Marking a decade at its new home, the Shanghai Natural History Museum is going big with two blockbuster exhibitions spotlighting Chinese dinosaurs and early humans.
The dinosaur exhibition is set to open on May 18, International Museum Day, offering visitors a rare look at fossils unearthed from across China, including Henan, Sichuan, and Inner Mongolia. Three massive skeletons have already been installed.
"It's a once-in-a-lifetime gathering of fossils dating back hundreds of millions of years," said Ni Minjing, director of the Shanghai Science and Technology Museum, which oversees the natural history museum.
The dinosaurs skeletons are installed at the museum.
The early humans exhibition, curated in collaboration with Fudan University and other research institutes, is also in preparation and will showcase fossil specimens once central to the museum's collection.
"We want to bring these artifacts to life with immersive storytelling and fresh perspectives," Ni said. "We hope to help visitors dive deep into the origin, development, and future of the Chinese people."
Beyond the anniversary exhibitions, the museum has broader ambitions. It plans to expand its collection to more than half a million items within the next five years.
This year, it plans to roll out more than 100 "one-square-meter museums" – compact, curated displays in schools, neighborhoods, and commercial centers across the city – to make science more accessible.
The museum has welcomed more than 19.42 million visitors over ten years.

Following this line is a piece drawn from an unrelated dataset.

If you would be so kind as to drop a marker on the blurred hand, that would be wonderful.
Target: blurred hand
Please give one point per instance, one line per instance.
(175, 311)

Now one of Shanghai's most visited cultural sites, the museum traces its roots to two 19th-century institutions: the Zikawei Museum, founded by French Jesuit Pierre Heude in 1868, and the Shanghai Museum of the Royal Asiatic Society, established by British scholars in 1874. The Shanghai Natural History Museum itself was formally established in 1956, drawing from both collections.
In 2015, it relocated from its longtime home on Yan'an Road E. to a striking new facility in Jing'an Sculpture Park. Today, the museum houses more than 290,000 specimens, with over 11,000 on public display – nearly 1,000 of them rare species from all seven continents.
Since the move, it has welcomed more than 19.42 million visitors, cementing its status as a cornerstone of Shanghai's scientific and cultural landscape.